Identità e libertà sono i grandi problemi di Amleto, eterno adolescente ingabbiato nelle maglie troppo strette della sua realtà, che cerca una via d’uscita nell’immaginazione e la trova, pensate un po’... nel teatro! – se la cosa vi stupisce, considerate che nessuno gli aveva mai regalato una PS5, e che nel lugubre castello di Elsinor a quei tempi non arrivava la connessione veloce. In una delle sue più celebri riflessioni, Shakespeare fa dire al nostro protagonista (che in fondo è un po’ il suo alter ego, cioè, per l’appunto, il suo avatar) che il fine del teatro «da quando è nato a oggi, è di regger lo specchio alla natura, di palesare alla virtù il suo volto, al vizio la sua immagine, e al tempo e all’età la loro impronta». Teatro come specchio della natura: a che pro Amleto mette in campo questa dichiarazione di poetica? Vi ricordo brevemente l’antefatto: il giovane principe di Danimarca è stato spodestato dallo zio Claudio, che si è preso il trono sposando Gertrude, madre di Amleto e fresca vedova di Amleto Senior; che Claudio, ingrato fratello, ha fatto fuori senza troppi complimenti con il beneplacito di lei. Lo sanno tutti ma, come al solito, nessuno dice niente. Bisogna dunque che in qualche modo l’assassino riveli la sua colpa, ancor meglio se in pubblico. Ad Amleto viene in mente di organizzare una rappresentazione del delitto: chiama a corte una compagnia di comici e fa loro recitare una scena scritta di suo pugno, che si avvicina pericolosamente alla ricostruzione dei fatti. I colpevoli, naturalmente, nel riconoscersi in quei personaggi, si sentono male e abbandonano la platea. Così Amleto corre nelle stanze private di sua madre, intimandole di non muoversi «prima ch’io v’abbia messo avanti agli occhi uno specchio nel quale rimirare la parte più segreta di voi stessa». È questo il potere del teatro: spezza la bella illusione dietro cui ci proteggiamo nella quotidianità e ci mostra non quell’immagine confortante di noi con cui baldanzosi ci facciamo scudo in pubblico, ma quella parte intima e nascosta, che nessuno vorrebbe vedere e far vedere. Quell’immagine non ancora visualizzata che, nello “specchio della natura”, si rivela invece pericolosamente nel lampo improvviso di una lucida coscienza.

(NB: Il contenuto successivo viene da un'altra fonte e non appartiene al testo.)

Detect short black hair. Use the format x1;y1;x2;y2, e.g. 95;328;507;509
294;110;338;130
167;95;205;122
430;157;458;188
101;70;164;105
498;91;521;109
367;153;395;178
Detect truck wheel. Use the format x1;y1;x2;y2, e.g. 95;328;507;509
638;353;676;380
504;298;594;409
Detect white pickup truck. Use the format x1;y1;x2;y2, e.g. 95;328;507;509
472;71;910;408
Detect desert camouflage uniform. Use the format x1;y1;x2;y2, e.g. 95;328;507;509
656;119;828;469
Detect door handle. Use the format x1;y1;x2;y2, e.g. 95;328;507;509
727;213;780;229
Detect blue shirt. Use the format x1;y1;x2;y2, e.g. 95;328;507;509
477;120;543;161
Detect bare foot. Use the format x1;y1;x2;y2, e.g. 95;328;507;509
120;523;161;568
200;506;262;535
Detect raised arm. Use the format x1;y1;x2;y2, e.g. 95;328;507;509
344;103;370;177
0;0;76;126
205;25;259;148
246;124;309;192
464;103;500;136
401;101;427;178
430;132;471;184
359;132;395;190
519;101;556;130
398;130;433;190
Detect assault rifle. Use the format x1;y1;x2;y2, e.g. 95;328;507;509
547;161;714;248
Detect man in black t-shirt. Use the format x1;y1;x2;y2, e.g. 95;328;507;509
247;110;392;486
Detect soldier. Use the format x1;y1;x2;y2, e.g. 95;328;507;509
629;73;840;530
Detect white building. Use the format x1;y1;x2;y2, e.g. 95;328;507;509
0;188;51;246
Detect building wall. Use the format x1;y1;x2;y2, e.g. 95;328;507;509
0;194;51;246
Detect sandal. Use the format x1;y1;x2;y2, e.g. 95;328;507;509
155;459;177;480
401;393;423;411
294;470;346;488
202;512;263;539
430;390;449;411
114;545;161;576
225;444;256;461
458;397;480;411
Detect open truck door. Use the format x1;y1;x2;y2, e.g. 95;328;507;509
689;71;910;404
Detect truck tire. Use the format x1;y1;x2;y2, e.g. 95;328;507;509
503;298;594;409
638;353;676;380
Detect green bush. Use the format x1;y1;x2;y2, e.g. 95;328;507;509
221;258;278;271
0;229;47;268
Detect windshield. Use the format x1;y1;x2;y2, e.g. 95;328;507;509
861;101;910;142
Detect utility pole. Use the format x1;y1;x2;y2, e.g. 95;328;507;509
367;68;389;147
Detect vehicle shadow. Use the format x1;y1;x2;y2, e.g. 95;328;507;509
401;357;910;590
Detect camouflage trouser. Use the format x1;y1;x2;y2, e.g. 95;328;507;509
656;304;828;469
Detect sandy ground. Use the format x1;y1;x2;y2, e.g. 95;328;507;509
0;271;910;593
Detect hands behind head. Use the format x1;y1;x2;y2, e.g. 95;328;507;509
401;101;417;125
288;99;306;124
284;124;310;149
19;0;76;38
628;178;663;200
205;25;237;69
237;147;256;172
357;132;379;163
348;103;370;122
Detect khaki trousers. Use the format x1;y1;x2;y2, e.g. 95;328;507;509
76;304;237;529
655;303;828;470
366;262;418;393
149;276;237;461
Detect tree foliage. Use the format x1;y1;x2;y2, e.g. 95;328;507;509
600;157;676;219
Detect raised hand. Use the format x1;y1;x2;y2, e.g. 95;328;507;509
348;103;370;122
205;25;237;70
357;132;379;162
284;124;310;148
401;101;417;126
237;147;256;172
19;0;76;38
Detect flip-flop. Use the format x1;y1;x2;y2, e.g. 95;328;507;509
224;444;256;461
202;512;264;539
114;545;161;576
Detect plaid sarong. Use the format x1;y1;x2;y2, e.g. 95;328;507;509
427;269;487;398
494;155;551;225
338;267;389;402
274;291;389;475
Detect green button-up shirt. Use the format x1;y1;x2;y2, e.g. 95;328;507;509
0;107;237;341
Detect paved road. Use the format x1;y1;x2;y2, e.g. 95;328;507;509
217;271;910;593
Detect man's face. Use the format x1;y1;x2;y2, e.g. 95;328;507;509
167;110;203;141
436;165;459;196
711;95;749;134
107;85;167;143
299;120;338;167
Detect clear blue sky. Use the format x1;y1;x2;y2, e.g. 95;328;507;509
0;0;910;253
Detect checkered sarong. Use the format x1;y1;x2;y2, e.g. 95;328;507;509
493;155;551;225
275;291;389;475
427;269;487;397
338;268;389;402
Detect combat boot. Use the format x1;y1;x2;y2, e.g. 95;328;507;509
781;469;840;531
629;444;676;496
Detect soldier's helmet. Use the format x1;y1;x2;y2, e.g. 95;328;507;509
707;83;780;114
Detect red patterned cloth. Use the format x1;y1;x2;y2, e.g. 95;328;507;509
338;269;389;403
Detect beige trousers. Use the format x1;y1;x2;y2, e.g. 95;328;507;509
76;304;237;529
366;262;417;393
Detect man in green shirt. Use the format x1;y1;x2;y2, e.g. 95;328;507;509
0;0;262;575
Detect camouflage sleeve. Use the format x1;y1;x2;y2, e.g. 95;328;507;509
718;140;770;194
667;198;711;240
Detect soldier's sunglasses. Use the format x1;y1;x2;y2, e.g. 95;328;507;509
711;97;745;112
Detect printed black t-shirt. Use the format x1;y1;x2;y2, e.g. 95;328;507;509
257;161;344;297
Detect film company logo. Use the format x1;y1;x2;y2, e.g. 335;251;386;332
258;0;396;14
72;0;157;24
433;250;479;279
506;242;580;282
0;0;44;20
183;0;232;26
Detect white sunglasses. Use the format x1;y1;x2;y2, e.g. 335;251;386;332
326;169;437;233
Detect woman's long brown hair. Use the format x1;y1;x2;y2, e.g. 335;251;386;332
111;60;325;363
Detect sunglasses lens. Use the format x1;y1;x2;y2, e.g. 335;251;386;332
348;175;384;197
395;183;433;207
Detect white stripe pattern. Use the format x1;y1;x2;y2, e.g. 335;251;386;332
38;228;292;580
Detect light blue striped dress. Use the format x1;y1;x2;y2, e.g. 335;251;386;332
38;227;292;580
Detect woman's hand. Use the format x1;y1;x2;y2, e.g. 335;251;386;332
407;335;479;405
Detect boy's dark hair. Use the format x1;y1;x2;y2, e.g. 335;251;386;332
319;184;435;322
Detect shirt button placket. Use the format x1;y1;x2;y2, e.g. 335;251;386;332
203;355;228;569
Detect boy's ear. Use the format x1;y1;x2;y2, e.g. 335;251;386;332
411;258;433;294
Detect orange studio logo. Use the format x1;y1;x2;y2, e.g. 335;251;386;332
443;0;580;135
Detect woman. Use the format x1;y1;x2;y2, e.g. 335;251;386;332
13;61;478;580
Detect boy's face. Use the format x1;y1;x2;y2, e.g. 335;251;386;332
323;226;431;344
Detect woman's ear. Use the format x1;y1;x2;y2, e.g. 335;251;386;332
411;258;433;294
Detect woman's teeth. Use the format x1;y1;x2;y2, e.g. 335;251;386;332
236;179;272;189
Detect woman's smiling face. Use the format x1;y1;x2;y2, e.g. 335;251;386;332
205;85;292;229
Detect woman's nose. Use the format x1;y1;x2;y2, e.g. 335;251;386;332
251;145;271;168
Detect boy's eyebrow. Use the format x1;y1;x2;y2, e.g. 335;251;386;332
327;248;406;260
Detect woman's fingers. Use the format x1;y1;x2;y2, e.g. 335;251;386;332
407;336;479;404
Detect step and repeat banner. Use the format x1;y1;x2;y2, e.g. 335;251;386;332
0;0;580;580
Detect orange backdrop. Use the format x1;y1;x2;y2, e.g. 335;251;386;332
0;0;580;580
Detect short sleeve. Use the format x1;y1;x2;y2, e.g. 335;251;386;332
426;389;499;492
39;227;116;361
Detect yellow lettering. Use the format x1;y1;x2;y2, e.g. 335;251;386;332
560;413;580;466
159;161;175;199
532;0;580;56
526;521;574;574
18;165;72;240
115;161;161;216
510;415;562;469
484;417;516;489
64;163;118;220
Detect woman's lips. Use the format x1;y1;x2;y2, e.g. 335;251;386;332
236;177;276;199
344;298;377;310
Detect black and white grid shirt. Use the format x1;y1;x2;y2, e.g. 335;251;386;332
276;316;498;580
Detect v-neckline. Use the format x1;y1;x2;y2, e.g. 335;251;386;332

Con la scusa che al Piccolo Teatro di Milano sono in corso le celebrazioni in ricordo della politropa figura di Luca Ronconi a dieci anni dalla scomparsa, sono tornato a guardarmi il capolavoro che il regista montò in due occasioni (nel 1987 e nel 2002) a Ferrara: quell’Amor nello specchio di un contemporaneo di Shakespeare, Giovan Battista Andreini (1576 – 1654), con Mariangela Melato come protagonista e con altrettanto protagonista il Quadrivio degli Angeli, uno scorcio di città per l’occasione completamente pavimentata di specchi, in cui si rifletteva, tra le altre cose, la splendida facciata del Palazzo dei Diamanti. La storia è semplice: la bella Florinda è innamorata solo della sua immagine, che mira e rimira allo specchio, senza curarsi dei suoi pretendenti; finché la superficie riflettente non le mostra il volto di Linda, che invece sospira d’amore, non ricambiata. Florinda si innamora di Linda, che tra l’altro ha un fratello gemello del tutto indistinguibile da lei. Qui il teatro come specchio della natura moltiplica l’illusione, proiettando un’immagine caleidoscopica del reale, instillando il dubbio che anche il reale potrebbe essere, a sua volta, ingannevole. Ma nel teatro barocco tutto è sogno, ombra, finzione, gioco; e l’immagine nello specchio, così nitida e allo stesso tempo così effimera, così vera e allo stesso tempo così falsa, è la figura che meglio rappresenta questa condizione così ambigua e allo stesso tempo così indiscutibile che è la caducità dell’esistenza umana. Un secolo fa, Ramón María del Valle-Inclán, geniale drammaturgo modernista, celebratissimo in Spagna (a lui è intitolata una sala del Centro Dramático Nacional di Madrid) e purtroppo semi-sconosciuto da noi, sosteneva che la dimensione tragica spagnola non si poteva riflettere se non in uno specchio concavo. La deformazione grottesca del reale che ne risultava era un esperpento, termine che avrebbe identificato la produzione letteraria successiva dell’autore e che è poi entrato stabilmente nel vocabolario castigliano, dove ancora oggi si usa con una certa frequenza come sinonimo di “grottesco” o “assurdo”, ma con un che di poetico. Esperpentica è, dunque, l’immagine distorta capace di rivelare la vera natura del reale: un reale non certo bello, non certo armonioso, non sempre comprensibile; un reale scomodo, ma con cui non possiamo non fare i conti.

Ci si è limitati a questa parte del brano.